As you would expect, this quickly sparked controversy amongst the transgender community, and Seven Sisters responded. However, they also branded the response “provocative transgender campaign.”
“On Sunday 13th December a provocative transgender campaign was elicited on our Facebook page. We are currently investigating this. Whilst we value the opinions of ALL people and are sympathetic to this cause, we do not condone abusive and inflammatory words, nor do we tolerate the use of forceful language to push unsubstantiated views onto others. As such, we are deleting all content relating to this issue from our festival pages as it is not the appropriate forum and we wish to prevent further perpetuation of bullying and violent language.”
Sadly, the original post seems to have been removed from the Facebook page, so I cannot back up their claims of abusive language.
This controversy has quickly spiraled, and has caught the attention of Liam Klenk, author of memoir Paralian: Not Just Transgender: “The unfortunate incident of a transgender woman banned from taking part in the all-women Seven Sisters Festival leads me to the obvious question of what determines gender. Unfortunately many people feel like the organisers of this festival: they go by physical attributes and perception rather than acknowledging gender as being something very deep-seated; something felt, soulful and internal.”
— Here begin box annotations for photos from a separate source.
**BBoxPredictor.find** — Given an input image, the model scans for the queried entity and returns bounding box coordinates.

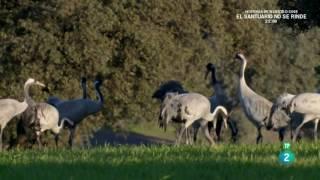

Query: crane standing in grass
[55,80,104,147]
[235,54,289,144]
[165,93,228,145]
[205,63,238,142]
[0,78,44,150]
[268,93,320,142]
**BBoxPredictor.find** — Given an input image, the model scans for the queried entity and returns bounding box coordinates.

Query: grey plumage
[164,93,228,144]
[55,81,104,146]
[205,63,238,141]
[236,54,289,143]
[272,93,320,141]
[0,78,44,149]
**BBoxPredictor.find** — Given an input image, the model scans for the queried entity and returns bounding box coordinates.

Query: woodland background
[0,0,320,146]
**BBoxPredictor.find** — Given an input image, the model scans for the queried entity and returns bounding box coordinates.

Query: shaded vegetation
[0,0,320,146]
[0,144,320,179]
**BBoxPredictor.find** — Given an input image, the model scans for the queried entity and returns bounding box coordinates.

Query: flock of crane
[0,78,104,149]
[0,54,320,149]
[152,53,320,145]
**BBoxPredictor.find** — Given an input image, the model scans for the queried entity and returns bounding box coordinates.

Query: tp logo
[279,142,295,165]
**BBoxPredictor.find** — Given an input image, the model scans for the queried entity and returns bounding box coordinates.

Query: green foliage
[0,144,320,179]
[0,0,320,145]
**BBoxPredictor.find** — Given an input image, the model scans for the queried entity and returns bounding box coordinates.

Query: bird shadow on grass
[0,157,320,180]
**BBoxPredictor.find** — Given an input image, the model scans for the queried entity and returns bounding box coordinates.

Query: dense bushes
[0,0,320,144]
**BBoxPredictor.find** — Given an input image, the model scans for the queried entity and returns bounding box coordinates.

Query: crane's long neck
[211,70,225,95]
[240,59,247,81]
[95,84,104,104]
[210,106,228,120]
[81,82,87,99]
[24,84,35,105]
[211,70,217,86]
[240,59,250,89]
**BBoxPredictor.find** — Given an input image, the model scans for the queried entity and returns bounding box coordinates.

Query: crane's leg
[36,131,42,148]
[68,126,76,148]
[278,128,285,142]
[227,118,238,143]
[175,127,186,146]
[0,126,3,151]
[185,128,190,145]
[54,134,59,147]
[256,127,263,144]
[293,115,314,142]
[215,115,223,142]
[193,124,200,143]
[201,123,215,146]
[313,119,319,141]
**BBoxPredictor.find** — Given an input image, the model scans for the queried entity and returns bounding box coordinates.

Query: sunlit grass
[0,143,320,179]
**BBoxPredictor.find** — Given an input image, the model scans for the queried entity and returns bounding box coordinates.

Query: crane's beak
[42,87,50,93]
[204,70,210,79]
[35,81,46,87]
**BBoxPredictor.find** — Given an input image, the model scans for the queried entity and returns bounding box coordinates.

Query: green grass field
[0,144,320,180]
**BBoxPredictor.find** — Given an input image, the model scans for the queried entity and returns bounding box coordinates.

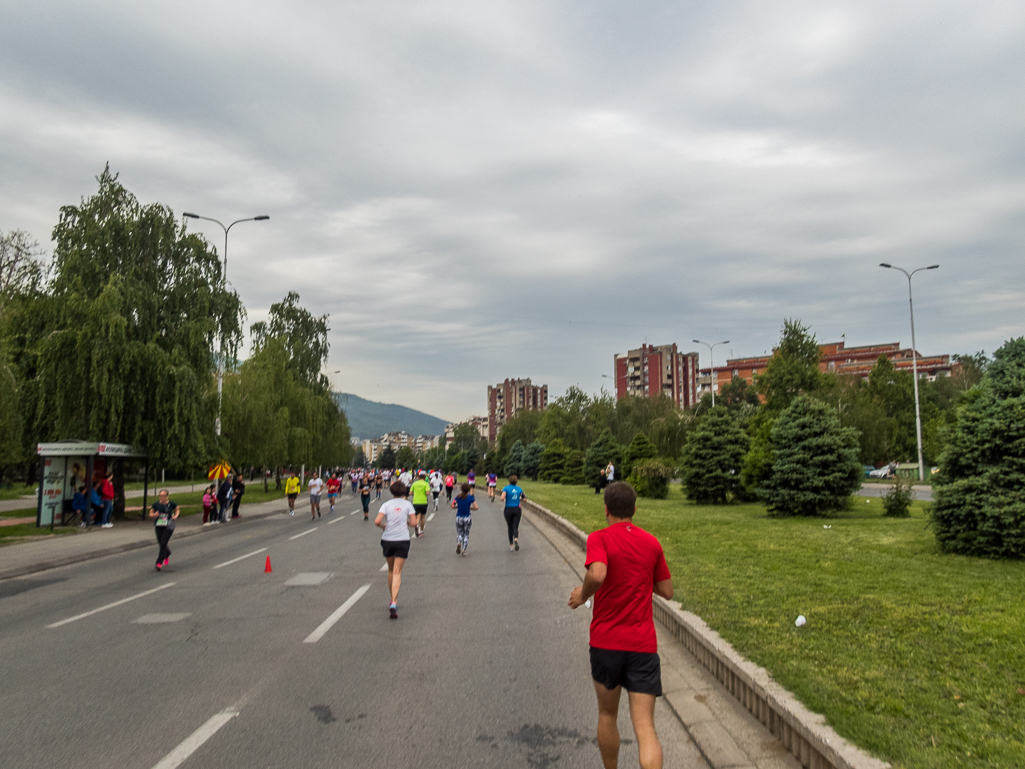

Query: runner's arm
[568,561,609,609]
[655,579,672,601]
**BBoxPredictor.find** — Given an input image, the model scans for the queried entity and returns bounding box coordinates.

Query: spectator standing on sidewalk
[569,482,672,769]
[99,473,114,529]
[232,473,246,518]
[203,483,217,526]
[150,489,179,571]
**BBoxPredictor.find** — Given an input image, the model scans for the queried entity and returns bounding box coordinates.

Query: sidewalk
[0,496,288,579]
[0,480,210,513]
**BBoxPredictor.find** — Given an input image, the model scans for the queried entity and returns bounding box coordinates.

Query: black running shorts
[590,646,662,697]
[381,539,409,558]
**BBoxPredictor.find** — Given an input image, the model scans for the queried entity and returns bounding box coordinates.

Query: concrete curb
[523,498,890,769]
[0,511,281,580]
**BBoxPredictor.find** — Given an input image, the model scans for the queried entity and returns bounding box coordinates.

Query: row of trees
[0,168,351,481]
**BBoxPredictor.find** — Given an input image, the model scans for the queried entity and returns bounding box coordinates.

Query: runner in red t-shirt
[569,482,672,769]
[327,473,341,513]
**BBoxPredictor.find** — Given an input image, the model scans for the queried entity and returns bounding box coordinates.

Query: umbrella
[206,459,232,481]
“I have always respected sacred grounds, so part of me wants to understand the festival organiser’s argument that they cannot allow transgender individuals in a place that is sacred for women, as long as the transgender individual’s body is still male.
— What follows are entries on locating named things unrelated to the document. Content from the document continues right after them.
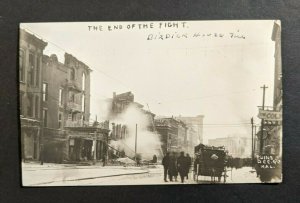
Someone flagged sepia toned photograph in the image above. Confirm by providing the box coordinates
[18,20,283,187]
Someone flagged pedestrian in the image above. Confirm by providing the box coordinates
[186,154,192,180]
[177,152,188,183]
[102,155,106,166]
[168,152,177,182]
[162,152,170,182]
[152,154,157,164]
[194,154,201,180]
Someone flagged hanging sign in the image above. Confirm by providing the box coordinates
[258,109,282,121]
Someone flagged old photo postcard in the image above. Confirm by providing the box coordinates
[18,20,282,187]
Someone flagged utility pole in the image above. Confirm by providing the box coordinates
[253,125,256,155]
[251,117,254,168]
[259,85,268,155]
[134,124,137,155]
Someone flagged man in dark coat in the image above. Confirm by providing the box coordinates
[162,152,170,182]
[186,154,192,179]
[168,153,177,181]
[177,152,188,183]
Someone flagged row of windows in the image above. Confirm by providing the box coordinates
[20,92,40,118]
[19,49,41,86]
[70,68,86,91]
[43,83,85,111]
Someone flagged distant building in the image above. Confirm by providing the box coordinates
[155,117,188,154]
[109,92,155,140]
[208,136,252,158]
[256,21,283,155]
[177,115,204,154]
[42,53,109,162]
[19,29,47,160]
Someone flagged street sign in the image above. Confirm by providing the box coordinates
[258,109,282,121]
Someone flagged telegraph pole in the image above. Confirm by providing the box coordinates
[259,85,268,155]
[253,125,256,154]
[134,124,137,156]
[251,117,254,168]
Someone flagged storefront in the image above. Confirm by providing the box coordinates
[66,127,109,162]
[21,117,40,161]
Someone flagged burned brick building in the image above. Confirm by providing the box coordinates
[19,29,47,160]
[155,117,188,154]
[42,53,109,162]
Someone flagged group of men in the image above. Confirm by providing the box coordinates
[162,152,192,183]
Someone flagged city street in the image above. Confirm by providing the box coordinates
[22,163,260,187]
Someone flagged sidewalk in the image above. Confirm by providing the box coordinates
[22,162,149,186]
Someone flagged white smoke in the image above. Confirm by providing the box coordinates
[110,105,161,160]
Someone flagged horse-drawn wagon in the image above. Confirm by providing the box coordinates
[194,144,227,183]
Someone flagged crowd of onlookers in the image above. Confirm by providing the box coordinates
[162,152,192,183]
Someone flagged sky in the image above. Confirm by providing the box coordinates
[20,20,275,143]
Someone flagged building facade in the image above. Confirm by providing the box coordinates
[155,117,188,154]
[177,115,204,154]
[109,92,155,140]
[42,53,109,163]
[256,21,283,156]
[19,29,47,160]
But does this make sense?”
“The Seven Sisters Festival is a spiritual and feminist occasion. People who take pride in being spiritual should be the first to understand that appearances are often deceiving. When I came into this world I was a little boy trapped in the body of a girl. It didn’t matter how much people perceived me as a girl – I was still a boy and felt this to be true in every fibre of my being.”
“We transgender people do not choose to come into this world in a wrongly gendered body. It just happens. And there is no way out, nor any way to rationalise the situation. A woman born in a man’s body is still a woman and always will be. Who are we to tell her who she is or isn’t? Who are we to tell her that she should define herself rather through her body instead of through her soul? Who are we to tell her to live in the shadows, unable to rejoice in her femininity in the company of her fellow women?”
“Many of the indigenous tribes of North America recognised up to seven different genders in their society: male, female, trans, gay, lesbian, and two more shades in between. Maybe it is time for our modern society to recognise these ancient truths.
On the Seven Sisters “About” page the festival organisers proudly proclaim: “This festival is where women can embrace whatever stage and age they are in, and collectively celebrate what it is to be a woman in all her shapes, colours and forms.”
“Let me highlight this: ‘Whatever stage and age they are in’. And even more importantly: ‘In all her shapes, colours and forms.’ Very true and something I hope will not only remain pleasant rhetoric but rather be lived – with all our hearts.”